Scraping Amazon with selenium (P.2): Price lookup

In the first of this 2-part mini-series on scraping Amazon for data, I described how to write a python code to auto-login to your Amazon.com account. Here I’ll detail another code that automates the process of searching Amazon for a particular item, filtered by its brand name, star rating, and price range. While logging in is not necessary to carry out a search, it can help narrow down the results by user interest and previous search history.

Scraping Amazon for “wet cat food”

The item I’ll be searching for is “wet cat food”, which is something I buy often on Amazon for my cat Toti (seen here meditating). She loves Friskies pâté canned food, so I usually get different combinations of this item. There are three filters in the searching process: the brand name “Friskies”, rating “4 stars & Up”, and maximum price $25.

The way a standard Amazon search goes is as follows. First, I enter the search term “wet cat food” in the search box at the top of the page, and press the search button. Next I choose the filters one-by-one from the left sidebar, and the page reloads after each choice: brand “Friskies” reloads the page with only Friskies brand, rating “4 stars & Up” reloads with only Friskies brand rated 4 stars and above, and lastly, entering \$25 in the max price box and pressing “Go” button reloads the page with only Friskies brand rated 4 stars+ and price ≤$25.

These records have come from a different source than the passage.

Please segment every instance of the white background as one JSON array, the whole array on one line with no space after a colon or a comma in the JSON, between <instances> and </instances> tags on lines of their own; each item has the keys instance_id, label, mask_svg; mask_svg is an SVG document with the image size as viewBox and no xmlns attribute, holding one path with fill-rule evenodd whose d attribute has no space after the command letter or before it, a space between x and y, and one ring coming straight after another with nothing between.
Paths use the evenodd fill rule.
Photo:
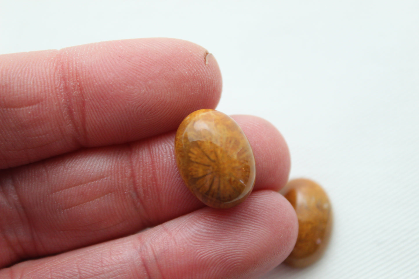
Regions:
<instances>
[{"instance_id":1,"label":"white background","mask_svg":"<svg viewBox=\"0 0 419 279\"><path fill-rule=\"evenodd\" d=\"M419 278L419 1L0 0L0 54L146 37L212 52L218 109L273 123L328 193L325 256L264 278Z\"/></svg>"}]
</instances>

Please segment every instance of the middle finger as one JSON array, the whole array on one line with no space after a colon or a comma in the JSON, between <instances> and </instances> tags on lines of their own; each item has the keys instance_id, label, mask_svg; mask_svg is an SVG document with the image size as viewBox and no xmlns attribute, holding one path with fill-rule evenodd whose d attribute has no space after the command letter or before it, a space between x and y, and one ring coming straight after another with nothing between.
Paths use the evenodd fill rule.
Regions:
<instances>
[{"instance_id":1,"label":"middle finger","mask_svg":"<svg viewBox=\"0 0 419 279\"><path fill-rule=\"evenodd\" d=\"M235 119L253 149L255 190L279 189L290 168L282 137L263 119ZM171 132L4 171L0 266L132 233L203 207L180 178L174 137Z\"/></svg>"}]
</instances>

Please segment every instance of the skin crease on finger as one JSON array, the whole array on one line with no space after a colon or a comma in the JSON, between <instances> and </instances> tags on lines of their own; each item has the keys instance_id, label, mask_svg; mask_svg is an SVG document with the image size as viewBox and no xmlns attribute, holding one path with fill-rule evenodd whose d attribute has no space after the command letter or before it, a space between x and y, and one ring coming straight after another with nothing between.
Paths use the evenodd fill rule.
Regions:
<instances>
[{"instance_id":1,"label":"skin crease on finger","mask_svg":"<svg viewBox=\"0 0 419 279\"><path fill-rule=\"evenodd\" d=\"M286 144L266 121L236 117L259 173L249 202L200 209L180 180L169 131L192 111L215 107L221 92L216 61L200 46L151 39L3 55L0 81L0 168L16 167L0 171L0 266L62 253L0 278L250 278L292 248L293 211L275 192L258 192L278 190L289 172ZM85 148L95 147L103 147ZM194 222L182 219L197 212ZM217 243L228 249L213 252ZM199 244L207 250L197 254Z\"/></svg>"},{"instance_id":2,"label":"skin crease on finger","mask_svg":"<svg viewBox=\"0 0 419 279\"><path fill-rule=\"evenodd\" d=\"M233 118L253 147L255 190L279 190L290 170L283 138L263 119ZM0 222L2 265L123 236L202 207L180 178L174 138L171 132L4 170L11 176L0 182L0 205L9 205Z\"/></svg>"},{"instance_id":3,"label":"skin crease on finger","mask_svg":"<svg viewBox=\"0 0 419 279\"><path fill-rule=\"evenodd\" d=\"M0 55L0 169L174 130L221 87L214 57L176 39Z\"/></svg>"},{"instance_id":4,"label":"skin crease on finger","mask_svg":"<svg viewBox=\"0 0 419 279\"><path fill-rule=\"evenodd\" d=\"M277 192L261 190L227 209L205 207L150 230L0 271L16 278L258 278L297 238L297 217Z\"/></svg>"}]
</instances>

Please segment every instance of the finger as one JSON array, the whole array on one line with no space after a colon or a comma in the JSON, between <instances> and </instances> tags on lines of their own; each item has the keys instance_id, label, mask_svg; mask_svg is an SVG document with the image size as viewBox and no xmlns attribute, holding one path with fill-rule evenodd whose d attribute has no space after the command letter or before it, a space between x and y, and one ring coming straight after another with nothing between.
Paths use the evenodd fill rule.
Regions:
<instances>
[{"instance_id":1,"label":"finger","mask_svg":"<svg viewBox=\"0 0 419 279\"><path fill-rule=\"evenodd\" d=\"M253 147L255 190L277 191L290 170L283 138L265 120L235 118ZM202 207L180 178L174 138L172 132L80 150L10 172L0 182L6 213L0 266L133 233Z\"/></svg>"},{"instance_id":2,"label":"finger","mask_svg":"<svg viewBox=\"0 0 419 279\"><path fill-rule=\"evenodd\" d=\"M180 40L1 55L0 168L173 130L221 88L213 57Z\"/></svg>"},{"instance_id":3,"label":"finger","mask_svg":"<svg viewBox=\"0 0 419 279\"><path fill-rule=\"evenodd\" d=\"M232 208L205 207L137 235L18 264L0 277L259 278L290 253L297 230L289 203L261 191Z\"/></svg>"}]
</instances>

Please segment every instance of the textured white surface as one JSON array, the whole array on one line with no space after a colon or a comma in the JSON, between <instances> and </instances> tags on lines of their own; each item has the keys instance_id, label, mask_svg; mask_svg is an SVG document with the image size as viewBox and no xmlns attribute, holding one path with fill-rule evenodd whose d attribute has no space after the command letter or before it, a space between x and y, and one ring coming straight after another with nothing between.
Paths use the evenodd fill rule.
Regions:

The final outcome of the search process gives me a total of 75 items spread over 4 pages. The python code below is organized to execute these steps in sequence as described. After each page loads, the code scans it and scrapes the name, total price, and price/oz of all items on this page, and moves on to the next page, until the last page is reached. After all pages are scanned, the code saves the data in a file as a pandas data frame.

And as I said before, XPath expression is my preferred selector for such scraping tasks with selenium.

The code

Now the fun begins. First step as usual is to import all needed python modules at the top of the code, which include

#!/usr/bin/env python3

import logging
import pandas as pd
from selenium import webdriver
from selenium.webdriver.common.by import By
from selenium.webdriver.support import expected_conditions as EC
from selenium.webdriver.support.wait import WebDriverWait

selenium modules, along with pandas and logging modules. The logging module is used to log information about intermediate steps of the code, in lieu of a print() statement.

The code snippet below begins defining the main python class AmazonAPI() in terms of its initializer and first method search_amazon(). This method implements all the steps that require entering search parameters, starting with typing “wet cat food” in the search box and clicking it, then narrowing down the results by activating filters one-by-one, by brand name, star rating, and max price. At the end, the first page with search results is loaded.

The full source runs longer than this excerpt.